雷蔵は星川に「会いたい」と伝えてきた。京都の高台にある雷蔵邸で、星川と三隅と共に雷蔵に会った。初めての出会いだった。「この脚本は一行も変えたら困る。このままやりたいと私は思っているんです」
と雷蔵はいった。
このとき星川は三十七歳、雷蔵は三十歳、そして三隅は四十三歳であった。
「初めて会ったときの印象は、わりに饒舌だということとよく本を読んでいるなということでしたね。人生観などもすでに悟りきっているような、老成の感を与えました」
と星川はいう。
この映画『新選組始末記』は評論家たちには評価が高かったが、興行としてはあたり作にはならなかった。しかし、これを機に三隅、星川、雷蔵の三人は友人づきあいをするようになった。星川はその後雷蔵の主演映画の脚本を書きつづけ、とくに親しい会話を交すようになった。
雷蔵も三人で会うと、
「映画というのはそうながくないかもしれないなあ。いつか三人で芝居をやろう。新しい仕事としてやってみよう」
と意気ごんだ。ときには
「お金を貯めて自分たちの好きな映画をつくってみたいなあ。そのときは黙阿弥の作品を現代的な目でとらえてやってみようよ」
という。黙阿弥の作品を映画にしてみたいというのは、星川や三隅にこっそりと洩らす雷蔵の本音であった。
「雷蔵は生来のすぐれた資質をもっていた。

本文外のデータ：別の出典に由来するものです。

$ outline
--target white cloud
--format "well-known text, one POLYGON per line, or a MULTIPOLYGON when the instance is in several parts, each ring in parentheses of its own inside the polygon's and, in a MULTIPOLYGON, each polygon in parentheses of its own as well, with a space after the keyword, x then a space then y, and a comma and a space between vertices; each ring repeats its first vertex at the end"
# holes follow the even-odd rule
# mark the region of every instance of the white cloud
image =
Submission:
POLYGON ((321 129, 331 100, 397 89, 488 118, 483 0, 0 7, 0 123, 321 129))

芝居をやりたいなあ、映画をつくりたいなあ、といっていたが、ある年齢になったら役者をやめる、そうしてプロデューサーになりたい、と話していた。これはらいぞうがどういうつもりでいったのか、それは不可解であるにしても、自分が納得のできる好きな作品というのは実は一本もないともいっていましたね。すでに『炎上』や『破戒』をとっているあとでしたが・・・」
星川にとってもそれは意外であった。雷蔵は劇中人物のセリフに納得できないことがあると、表向きはそれを顕わにしはしなかったが、ひそかに星川に相談することがあった。このセリフはどうもわからないんだ、というのである。そんなときの雷蔵は、役づくりでは安易に妥協したくないとおう気迫にあふれていた。
雷蔵はネオンのけばけばしい街や有名な料亭には顔をださなかった。星川と飲むときも京都のごくふつうの料亭で格式ばらずに杯を重ねるだけだった。そして、まっ正直に映画論や人生論をたたかわした。
役者になるまでの自分についてはほとんど語らなかった。少年時代に苦労したのであろうと星川も思ったが、その半面で雷蔵には少年のような感性があった。人気女優をうまくおだてて会話するよりも、掃除のおばさんや撮影所内の地味な部門で働いている老婆などにもいつも暖かいことばをかけていた。
「ぼくには母親と名のつく人が三人おってなあ・・・」
と星川につぶやいたことがある。そのくわしいいきさつを聞くことはなかったが、目だたぬ場所で懸命に働いている女性に、母親像の原点をおいているのかもしれないと、星川は思った。